Welcome to Lost in Translation? – the Ready Up series where we look at the rocky two-way road of media adapted from videogames and games based on films and TV shows, in a bid to decide whether the juice was worth the squeeze, or if what made the source material great in the first place got lost in translation.
For this instalment of LIT? we’re going topical, with this being part one of an Avengers special. Without a tie-in game of its own (although early footage of a canned Avengers game can be found if you shake YouTube hard enough), we’re looking at the pre-Avengers games featuring the movie’s four super-powered stars: The Incredible Hulk, Iron Man 2, Thor: God of Thunder and Captain America: Super Soldier.

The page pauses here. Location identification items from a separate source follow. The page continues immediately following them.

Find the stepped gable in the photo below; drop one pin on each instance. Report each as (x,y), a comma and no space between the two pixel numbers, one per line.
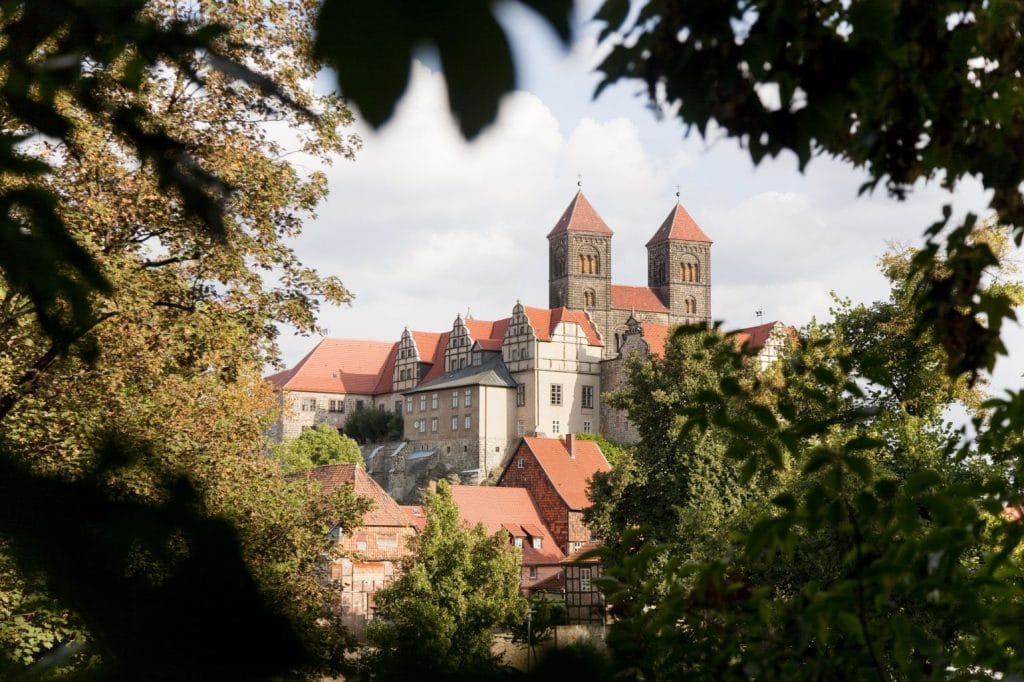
(580,216)
(335,476)
(679,225)
(512,509)
(544,322)
(569,474)
(626,297)
(338,366)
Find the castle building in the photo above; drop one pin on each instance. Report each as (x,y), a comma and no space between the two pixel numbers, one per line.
(470,393)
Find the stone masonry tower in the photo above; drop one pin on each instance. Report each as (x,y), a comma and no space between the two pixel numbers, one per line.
(679,267)
(580,265)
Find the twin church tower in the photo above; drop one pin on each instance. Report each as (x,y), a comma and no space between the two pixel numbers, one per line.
(678,290)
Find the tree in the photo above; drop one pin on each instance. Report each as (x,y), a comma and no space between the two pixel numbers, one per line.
(461,584)
(174,196)
(368,425)
(315,446)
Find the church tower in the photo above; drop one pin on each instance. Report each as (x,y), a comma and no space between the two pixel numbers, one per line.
(580,263)
(679,267)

First out of the gate is the Avengers scene-stealing Jade Giant himself, The Incredible Hulk. Recipient of a 6/10 from this very site and a middling 55 on Metacritic, The Incredible Hulk was released in the UK as a day and date tie-in with its eponymous filmic inspiration in June 2008.
Developed by Edge of Reality, then best known for fellow movie tie-in games Shark Tale and Over the Hedge, and directly translating the events of the film with a fair share of additional story content lifted from the comics, is the game deserving of its ‘meh’ reputation, or is it a decent adaptation of what is, in my opinion at least, a decent film?
What it got right
Set on the island of Manhattan (following a brief introductory scene in a fizzy pop factory in Brazil), The Incredible Hulk is a third-person free-roaming smash ‘em up which, from the very start, allows players to either explore and destroy anything they desire or travel to the many mission markers dotted around the city and progress the plot, bringing to mind the Crackdown or Prototype games. Adapting all of the key action scenes from its source material, the game manages to stick closely to the film’s plot, which sees Bruce Banner (in the form of Fight Club’s Edward Norton) on a quest to find a cure for his anger management issues while fighting off Emil Blonsky (Reservoir Dogs’ Tim Roth) in his nearly-successful bid to become even more powerful than the Hulk.

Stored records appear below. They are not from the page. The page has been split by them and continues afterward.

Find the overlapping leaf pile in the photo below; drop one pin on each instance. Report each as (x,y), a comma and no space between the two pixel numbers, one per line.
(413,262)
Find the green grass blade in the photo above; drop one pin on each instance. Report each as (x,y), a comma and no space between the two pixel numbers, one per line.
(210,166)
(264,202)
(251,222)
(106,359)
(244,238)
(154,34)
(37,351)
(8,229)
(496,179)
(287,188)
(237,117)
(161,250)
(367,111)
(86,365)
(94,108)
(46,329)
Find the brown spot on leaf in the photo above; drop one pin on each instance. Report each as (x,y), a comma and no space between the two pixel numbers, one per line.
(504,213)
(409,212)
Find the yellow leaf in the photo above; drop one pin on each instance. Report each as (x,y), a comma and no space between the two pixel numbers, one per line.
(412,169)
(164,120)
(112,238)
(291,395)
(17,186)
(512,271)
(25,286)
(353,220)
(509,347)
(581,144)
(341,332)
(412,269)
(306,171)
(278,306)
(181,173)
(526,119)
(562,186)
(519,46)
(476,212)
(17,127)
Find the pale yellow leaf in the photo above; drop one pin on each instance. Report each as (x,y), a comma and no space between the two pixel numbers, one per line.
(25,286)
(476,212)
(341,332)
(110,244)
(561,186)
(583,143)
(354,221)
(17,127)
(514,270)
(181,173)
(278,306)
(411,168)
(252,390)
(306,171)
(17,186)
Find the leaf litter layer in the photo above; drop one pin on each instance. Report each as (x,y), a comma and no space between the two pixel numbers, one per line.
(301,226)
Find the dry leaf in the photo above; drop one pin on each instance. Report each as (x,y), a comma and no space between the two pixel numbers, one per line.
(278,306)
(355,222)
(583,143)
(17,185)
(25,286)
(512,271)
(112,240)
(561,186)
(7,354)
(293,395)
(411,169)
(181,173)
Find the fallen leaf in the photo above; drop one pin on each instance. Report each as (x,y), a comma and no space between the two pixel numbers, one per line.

Ensuring the game runs longer than its two-hour namesake, the game’s plot deviates from the film’s with the inclusion of missions more closely linked with the comics that inspired this whole endeavour. The game sees players knock heads with the dreadfully named U-Foes (think an evil Fantastic Four), the sort-of two-headed android (and innuendo-magnet) Bi-Beast and the evil scientific collective known as the Enclave. Mini-games and a gazillion collectibles round out the package of a fairly substantial game.

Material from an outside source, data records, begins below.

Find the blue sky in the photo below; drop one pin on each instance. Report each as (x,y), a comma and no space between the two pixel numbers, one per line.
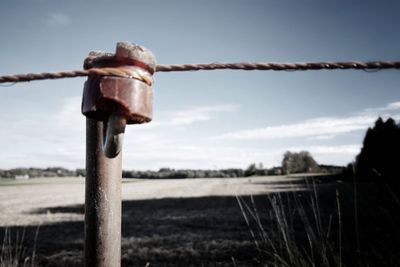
(215,119)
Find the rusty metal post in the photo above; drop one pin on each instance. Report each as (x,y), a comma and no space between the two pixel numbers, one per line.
(102,201)
(109,103)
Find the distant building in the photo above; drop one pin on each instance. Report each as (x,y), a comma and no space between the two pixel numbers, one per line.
(22,177)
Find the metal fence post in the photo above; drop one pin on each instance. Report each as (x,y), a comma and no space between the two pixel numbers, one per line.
(102,201)
(109,103)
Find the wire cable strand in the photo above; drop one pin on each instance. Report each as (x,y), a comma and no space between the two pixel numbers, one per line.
(119,72)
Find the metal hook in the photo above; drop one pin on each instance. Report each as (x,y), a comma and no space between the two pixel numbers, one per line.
(114,135)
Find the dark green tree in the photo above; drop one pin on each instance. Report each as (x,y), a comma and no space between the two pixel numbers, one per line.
(298,162)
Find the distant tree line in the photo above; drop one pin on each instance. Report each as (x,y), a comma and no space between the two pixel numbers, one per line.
(301,162)
(380,155)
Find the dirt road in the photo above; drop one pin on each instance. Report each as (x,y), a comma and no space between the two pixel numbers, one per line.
(20,201)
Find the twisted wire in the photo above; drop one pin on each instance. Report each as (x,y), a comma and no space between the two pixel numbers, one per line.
(127,73)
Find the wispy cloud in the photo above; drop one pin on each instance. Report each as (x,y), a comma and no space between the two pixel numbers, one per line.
(318,128)
(192,115)
(57,19)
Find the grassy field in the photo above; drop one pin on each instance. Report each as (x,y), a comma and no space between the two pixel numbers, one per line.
(280,221)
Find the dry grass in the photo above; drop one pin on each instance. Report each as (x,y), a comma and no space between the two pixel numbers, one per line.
(198,222)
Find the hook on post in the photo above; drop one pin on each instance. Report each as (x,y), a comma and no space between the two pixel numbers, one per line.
(114,135)
(109,103)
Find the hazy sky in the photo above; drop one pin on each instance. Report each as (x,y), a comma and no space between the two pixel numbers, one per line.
(215,119)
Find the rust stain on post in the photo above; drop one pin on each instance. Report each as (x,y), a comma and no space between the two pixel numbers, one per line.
(111,102)
(102,201)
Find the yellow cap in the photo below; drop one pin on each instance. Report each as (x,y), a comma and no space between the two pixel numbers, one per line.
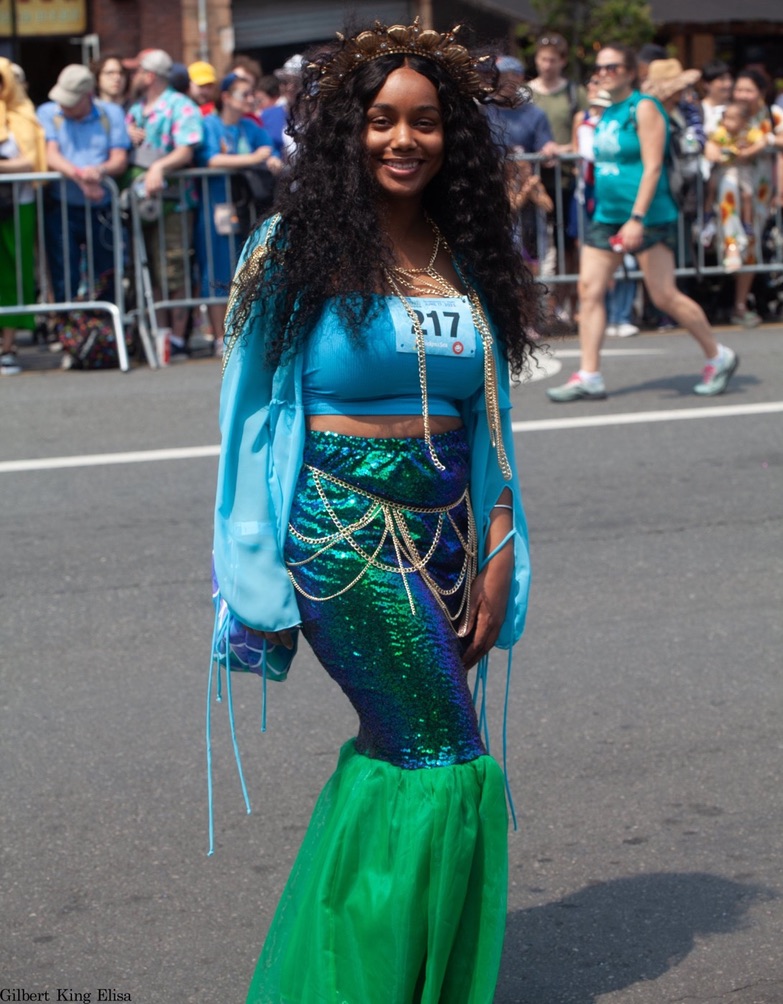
(201,73)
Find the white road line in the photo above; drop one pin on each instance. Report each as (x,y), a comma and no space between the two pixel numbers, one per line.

Thankfully unlike the film, the game doesn’t seem to worry about Banner’s very deliberate attempts to not turn into his grumpy alter-ego, with players always in control of the Hulk rather than Banner. There is genuine fun to be had simply smashing shit up, with a raft of unlockable abilities eventually allowing you to level buildings with a single special move, rendering the game quite a successful stress-releasing toy.
What it got wrong
For someone who’s an advocate of how good storytelling in games can be, it’s a pity that The Incredible Hulk relies so heavily on assuming its audience has seen the film it’s based on – players who haven’t will be pretty baffled by how events unfold,with the generally poor cutscenes breezing past any details that would help make sense of the hows and whys in a bid to get back to the smashing as swiftly as possible.
Also bringing the storytelling down is some of the voice cast… well, one member in particular. While the game sports each principle cast member reprising their role from the film, specifically Edward Norton, Tim Roth, Liv Tyler, William Hurt, and Tim Blake Nelson, each and every scene with Ed Norton is performed so listlessly. His Bruce Banner sounds at best bored and at worst depressed, with all the conviction of a man reading his shopping list. It’s frankly a waste of talent and a genuine shame.
On the gameplay front, my biggest complaint is how the Hulk is, for the most part, turned into an oversized errand boy, with fetch quests, escort missions, and don’t-let-the-enemy-steal-this missions making up a little too much of the green guy’s adventure. The Hulk’s catchphrase is not “Hulk Fetch!”, after all.
Despite being a tad repetitive, playing as the Hulk is fun. Levelling buildings and whole neighbourhoods for kicks is great and the game, in general, isn’t that bad. Yes the graphics were sub-par even by 2008’s standards, yes the viewpoint which sees Hulk rather small on your screen is a little irksome and yes, Ed Norton ruins the mood every time his Bruce Banner opens his mouth, but ultimately you’ve got an enjoyable game that is largely faithful to its source material. All in all The Incredible Hulk is a good adaptation and an okay game. Certainly worth a weekend of your time.